[Date Prev][Date Next][Thread Prev][Thread Next][Date Index][Thread Index]
Re: [Qemu-block] [PATCH] qemu-img: make convert async
From: |
Peter Lieven |
Subject: |
Re: [Qemu-block] [PATCH] qemu-img: make convert async |
Date: |
Fri, 24 Feb 2017 21:09:07 +0100 |
> Am 24.02.2017 um 16:02 schrieb Kevin Wolf <address@hidden>:
>
> Am 21.02.2017 um 13:29 hat Peter Lieven geschrieben:
>> the convert process is currently completely implemented with sync operations.
>> That means it reads one buffer and then writes it. No parallelism and each
>> sync
>> request takes as long as it takes until it is completed.
>>
>> This can be a big performance hit when the convert process reads and writes
>> to devices which do not benefit from kernel readahead or pagecache.
>> In our environment we heavily have the following two use cases when using
>> qemu-img convert.
>>
>> a) reading from NFS and writing to iSCSI for deploying templates
>> b) reading from iSCSI and writing to NFS for backups
>>
>> In both processes we use libiscsi and libnfs so we have no kernel cache.
>>
>> This patch changes the convert process to work with parallel running
>> coroutines
>> which can significantly improve performance for network storage devices:
>>
>> qemu-img (master)
>> nfs -> iscsi 22.8 secs
>> nfs -> ram 11.7 secs
>> ram -> iscsi 12.3 secs
>>
>> qemu-img-async (8 coroutines, in-order write disabled)
>> nfs -> iscsi 11.0 secs
>> nfs -> ram 10.4 secs
>> ram -> iscsi 9.0 secs
>>
>> This patches introduces 2 new cmdline parameters. The -m parameter to specify
>> the number of coroutines running in parallel (defaults to 8). And the -W
>> paremeter to
>> allow qemu-img to write to the target out of order rather than sequential.
>> This improves
>> performance as the writes do not have to wait for each other to complete.
>>
>> Signed-off-by: Peter Lieven <address@hidden>
>
>> @@ -1563,9 +1581,13 @@ static int convert_read(ImgConvertState *s, int64_t
>> sector_num, int nb_sectors,
>> blk = s->src[s->src_cur];
>> bs_sectors = s->src_sectors[s->src_cur];
>>
>> n = MIN(nb_sectors, bs_sectors - (sector_num - s->src_cur_offset));
>
> convert_co_read() uses global state here (s->src, s->src_cur,
> s->src_cur_offset) while not running under a lock. Are you sure that
> this is correct when some coroutines are operating on the first source
> image, but others are already working on the second one?
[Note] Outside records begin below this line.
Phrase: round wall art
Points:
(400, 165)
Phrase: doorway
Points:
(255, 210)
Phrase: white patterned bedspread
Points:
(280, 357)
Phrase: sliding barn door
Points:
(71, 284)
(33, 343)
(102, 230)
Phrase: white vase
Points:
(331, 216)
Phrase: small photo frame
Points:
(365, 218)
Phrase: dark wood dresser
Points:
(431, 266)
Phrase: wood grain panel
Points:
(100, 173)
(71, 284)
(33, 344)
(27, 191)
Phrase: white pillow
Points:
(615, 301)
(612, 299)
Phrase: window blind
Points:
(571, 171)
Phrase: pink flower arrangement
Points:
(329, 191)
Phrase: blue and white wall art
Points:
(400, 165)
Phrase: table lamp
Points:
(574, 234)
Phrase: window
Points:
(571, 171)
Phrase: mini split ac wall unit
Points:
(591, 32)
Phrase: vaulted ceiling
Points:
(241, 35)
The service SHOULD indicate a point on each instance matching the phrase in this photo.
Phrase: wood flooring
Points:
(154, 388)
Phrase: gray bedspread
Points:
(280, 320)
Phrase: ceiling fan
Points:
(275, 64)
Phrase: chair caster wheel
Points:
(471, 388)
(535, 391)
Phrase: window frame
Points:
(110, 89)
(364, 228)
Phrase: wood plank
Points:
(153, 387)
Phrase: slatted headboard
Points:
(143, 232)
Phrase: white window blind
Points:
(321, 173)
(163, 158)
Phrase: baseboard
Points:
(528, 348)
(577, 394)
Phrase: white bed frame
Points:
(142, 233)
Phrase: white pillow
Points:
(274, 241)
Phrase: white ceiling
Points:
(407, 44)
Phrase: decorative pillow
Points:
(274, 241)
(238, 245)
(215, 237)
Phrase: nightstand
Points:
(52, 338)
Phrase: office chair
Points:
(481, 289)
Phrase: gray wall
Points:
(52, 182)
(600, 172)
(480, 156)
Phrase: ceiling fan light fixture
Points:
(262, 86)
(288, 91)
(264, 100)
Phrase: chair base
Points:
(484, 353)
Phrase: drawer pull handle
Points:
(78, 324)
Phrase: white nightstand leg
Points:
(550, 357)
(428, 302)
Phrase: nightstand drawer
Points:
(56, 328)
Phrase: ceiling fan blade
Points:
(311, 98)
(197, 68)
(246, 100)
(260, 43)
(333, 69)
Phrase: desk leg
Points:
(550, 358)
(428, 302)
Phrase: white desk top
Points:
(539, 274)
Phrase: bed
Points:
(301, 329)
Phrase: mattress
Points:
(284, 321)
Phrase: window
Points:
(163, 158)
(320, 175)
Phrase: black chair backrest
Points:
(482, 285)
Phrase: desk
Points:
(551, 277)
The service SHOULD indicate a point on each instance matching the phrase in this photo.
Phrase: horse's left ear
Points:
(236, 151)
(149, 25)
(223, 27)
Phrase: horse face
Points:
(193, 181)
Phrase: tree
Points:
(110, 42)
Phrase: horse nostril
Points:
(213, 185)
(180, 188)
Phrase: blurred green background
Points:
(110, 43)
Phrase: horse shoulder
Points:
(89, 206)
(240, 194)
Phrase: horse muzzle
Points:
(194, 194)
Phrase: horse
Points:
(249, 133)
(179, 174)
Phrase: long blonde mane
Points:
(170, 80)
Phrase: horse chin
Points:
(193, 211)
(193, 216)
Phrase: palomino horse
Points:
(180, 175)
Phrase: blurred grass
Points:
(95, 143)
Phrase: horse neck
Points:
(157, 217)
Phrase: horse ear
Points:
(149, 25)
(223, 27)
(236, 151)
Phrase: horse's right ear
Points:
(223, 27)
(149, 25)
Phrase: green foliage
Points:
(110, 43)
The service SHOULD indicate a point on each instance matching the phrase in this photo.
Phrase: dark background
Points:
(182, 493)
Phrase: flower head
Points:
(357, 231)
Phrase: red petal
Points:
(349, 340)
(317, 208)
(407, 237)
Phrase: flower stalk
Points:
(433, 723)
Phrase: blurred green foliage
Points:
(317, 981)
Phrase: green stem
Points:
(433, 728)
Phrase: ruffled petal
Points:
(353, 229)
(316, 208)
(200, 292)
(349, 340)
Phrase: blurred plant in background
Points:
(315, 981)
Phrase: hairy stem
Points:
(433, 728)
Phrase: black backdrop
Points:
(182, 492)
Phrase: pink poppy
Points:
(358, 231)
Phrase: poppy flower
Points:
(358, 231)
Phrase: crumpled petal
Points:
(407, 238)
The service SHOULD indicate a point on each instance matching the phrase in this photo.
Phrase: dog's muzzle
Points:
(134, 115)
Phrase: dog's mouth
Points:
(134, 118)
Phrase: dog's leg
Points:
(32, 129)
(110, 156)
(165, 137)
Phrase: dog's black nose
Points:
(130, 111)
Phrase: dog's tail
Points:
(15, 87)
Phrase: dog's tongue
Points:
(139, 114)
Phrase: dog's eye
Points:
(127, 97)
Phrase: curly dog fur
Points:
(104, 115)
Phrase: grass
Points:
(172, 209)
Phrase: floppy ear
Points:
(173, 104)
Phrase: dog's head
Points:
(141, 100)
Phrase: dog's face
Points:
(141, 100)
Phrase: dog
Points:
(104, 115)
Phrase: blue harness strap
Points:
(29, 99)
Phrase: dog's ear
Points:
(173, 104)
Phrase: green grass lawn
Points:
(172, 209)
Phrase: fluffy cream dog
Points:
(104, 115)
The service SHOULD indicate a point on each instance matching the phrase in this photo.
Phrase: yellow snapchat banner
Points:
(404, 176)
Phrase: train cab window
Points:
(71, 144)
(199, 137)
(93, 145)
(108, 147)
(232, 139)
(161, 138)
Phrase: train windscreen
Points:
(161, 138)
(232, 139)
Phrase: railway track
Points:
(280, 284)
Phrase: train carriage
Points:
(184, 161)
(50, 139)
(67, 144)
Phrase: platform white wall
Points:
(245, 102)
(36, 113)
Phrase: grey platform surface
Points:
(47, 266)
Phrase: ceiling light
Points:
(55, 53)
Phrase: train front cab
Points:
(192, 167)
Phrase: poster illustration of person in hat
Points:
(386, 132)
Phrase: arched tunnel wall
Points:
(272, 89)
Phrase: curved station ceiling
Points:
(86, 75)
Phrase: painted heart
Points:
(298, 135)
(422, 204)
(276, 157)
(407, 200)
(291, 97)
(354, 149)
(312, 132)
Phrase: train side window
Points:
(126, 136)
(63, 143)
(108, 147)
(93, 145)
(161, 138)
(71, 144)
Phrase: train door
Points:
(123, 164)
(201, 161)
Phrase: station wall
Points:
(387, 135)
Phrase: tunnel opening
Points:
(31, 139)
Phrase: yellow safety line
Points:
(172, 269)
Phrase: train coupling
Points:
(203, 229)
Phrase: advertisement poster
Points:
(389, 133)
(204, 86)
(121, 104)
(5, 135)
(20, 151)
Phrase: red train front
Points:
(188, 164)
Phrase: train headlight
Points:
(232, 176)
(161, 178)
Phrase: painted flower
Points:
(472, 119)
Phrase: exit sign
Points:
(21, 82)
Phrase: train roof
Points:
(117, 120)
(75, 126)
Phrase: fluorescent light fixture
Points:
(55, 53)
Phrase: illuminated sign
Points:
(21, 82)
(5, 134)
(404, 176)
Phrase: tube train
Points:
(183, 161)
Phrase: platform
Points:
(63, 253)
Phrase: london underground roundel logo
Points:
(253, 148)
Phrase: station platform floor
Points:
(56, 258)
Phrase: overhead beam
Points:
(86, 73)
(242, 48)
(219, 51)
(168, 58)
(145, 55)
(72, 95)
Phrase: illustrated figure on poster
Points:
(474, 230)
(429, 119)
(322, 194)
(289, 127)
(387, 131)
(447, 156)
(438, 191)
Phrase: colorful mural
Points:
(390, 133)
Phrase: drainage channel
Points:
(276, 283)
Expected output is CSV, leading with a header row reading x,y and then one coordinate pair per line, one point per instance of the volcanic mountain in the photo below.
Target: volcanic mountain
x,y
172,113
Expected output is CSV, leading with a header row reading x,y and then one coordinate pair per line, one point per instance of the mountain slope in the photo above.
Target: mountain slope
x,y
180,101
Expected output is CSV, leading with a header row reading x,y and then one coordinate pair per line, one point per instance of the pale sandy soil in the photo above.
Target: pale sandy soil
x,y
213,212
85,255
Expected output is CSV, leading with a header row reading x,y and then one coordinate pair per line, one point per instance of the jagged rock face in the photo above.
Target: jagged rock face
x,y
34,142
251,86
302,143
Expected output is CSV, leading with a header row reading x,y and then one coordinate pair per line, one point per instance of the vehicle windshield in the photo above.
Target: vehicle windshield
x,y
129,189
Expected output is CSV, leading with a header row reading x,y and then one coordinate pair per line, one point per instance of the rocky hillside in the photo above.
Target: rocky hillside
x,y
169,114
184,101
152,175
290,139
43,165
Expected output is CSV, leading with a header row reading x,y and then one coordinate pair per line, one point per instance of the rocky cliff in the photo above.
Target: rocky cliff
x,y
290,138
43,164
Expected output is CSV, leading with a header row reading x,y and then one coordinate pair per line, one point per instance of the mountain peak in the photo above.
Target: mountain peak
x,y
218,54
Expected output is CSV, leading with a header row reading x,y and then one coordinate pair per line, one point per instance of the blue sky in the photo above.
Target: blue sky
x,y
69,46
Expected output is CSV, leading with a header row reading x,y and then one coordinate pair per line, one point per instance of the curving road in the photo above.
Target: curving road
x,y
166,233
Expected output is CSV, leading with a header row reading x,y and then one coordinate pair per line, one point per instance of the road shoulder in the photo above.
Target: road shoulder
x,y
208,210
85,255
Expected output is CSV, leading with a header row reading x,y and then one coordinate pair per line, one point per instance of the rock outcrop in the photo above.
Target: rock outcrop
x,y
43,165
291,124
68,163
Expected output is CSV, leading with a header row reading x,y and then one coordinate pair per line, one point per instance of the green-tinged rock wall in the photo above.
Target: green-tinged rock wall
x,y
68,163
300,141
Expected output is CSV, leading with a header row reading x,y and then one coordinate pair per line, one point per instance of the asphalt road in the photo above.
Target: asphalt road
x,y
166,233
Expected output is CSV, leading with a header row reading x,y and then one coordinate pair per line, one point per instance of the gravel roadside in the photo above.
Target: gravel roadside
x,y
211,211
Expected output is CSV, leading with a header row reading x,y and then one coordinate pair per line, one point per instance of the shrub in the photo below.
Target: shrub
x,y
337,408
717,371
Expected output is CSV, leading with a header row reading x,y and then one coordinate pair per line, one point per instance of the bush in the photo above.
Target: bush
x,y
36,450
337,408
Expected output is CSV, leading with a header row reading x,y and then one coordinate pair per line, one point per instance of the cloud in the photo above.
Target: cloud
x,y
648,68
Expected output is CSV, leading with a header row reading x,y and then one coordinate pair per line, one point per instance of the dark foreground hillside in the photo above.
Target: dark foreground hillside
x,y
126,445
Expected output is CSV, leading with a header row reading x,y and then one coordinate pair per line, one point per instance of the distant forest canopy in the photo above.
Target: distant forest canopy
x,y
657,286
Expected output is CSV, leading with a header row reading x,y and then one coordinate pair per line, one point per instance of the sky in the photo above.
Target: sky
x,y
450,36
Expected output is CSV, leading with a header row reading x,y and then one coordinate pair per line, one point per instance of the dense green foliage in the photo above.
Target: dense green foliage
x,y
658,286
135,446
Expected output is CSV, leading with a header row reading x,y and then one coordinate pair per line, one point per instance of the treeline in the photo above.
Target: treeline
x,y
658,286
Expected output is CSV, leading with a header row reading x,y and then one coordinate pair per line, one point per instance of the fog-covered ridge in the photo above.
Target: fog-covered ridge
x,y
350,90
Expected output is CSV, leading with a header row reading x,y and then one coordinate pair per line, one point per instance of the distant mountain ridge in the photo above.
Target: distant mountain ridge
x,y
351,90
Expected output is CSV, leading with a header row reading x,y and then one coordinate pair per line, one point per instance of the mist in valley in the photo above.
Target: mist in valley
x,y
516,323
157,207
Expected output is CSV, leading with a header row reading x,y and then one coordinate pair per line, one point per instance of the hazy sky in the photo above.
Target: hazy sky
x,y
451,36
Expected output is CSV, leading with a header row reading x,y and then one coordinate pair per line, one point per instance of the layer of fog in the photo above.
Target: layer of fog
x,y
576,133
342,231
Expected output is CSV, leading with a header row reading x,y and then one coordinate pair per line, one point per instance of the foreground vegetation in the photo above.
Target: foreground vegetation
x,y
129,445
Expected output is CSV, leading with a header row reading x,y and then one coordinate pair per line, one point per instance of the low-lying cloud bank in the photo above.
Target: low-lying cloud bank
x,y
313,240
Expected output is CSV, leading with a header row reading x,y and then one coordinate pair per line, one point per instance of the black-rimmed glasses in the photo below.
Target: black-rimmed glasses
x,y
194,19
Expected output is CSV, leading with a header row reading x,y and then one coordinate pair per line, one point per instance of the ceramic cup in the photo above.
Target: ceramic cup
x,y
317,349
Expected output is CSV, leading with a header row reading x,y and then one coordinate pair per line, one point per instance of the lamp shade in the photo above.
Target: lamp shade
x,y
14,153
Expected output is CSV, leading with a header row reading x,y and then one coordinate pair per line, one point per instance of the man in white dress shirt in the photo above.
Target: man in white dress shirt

You are right that could cause problems. I have to change that to use local
variables.
>
> The same variables are used in convert_iteration_sectors(), but I think
> there it's okay because we're just starting a new request and are
> holding s->lock.
>
>> @@ -1651,12 +1685,122 @@ static int convert_write(ImgConvertState *s,
>> int64_t sector_num, int nb_sectors,
>> return 0;
>> }
>>
>> -static int convert_do_copy(ImgConvertState *s)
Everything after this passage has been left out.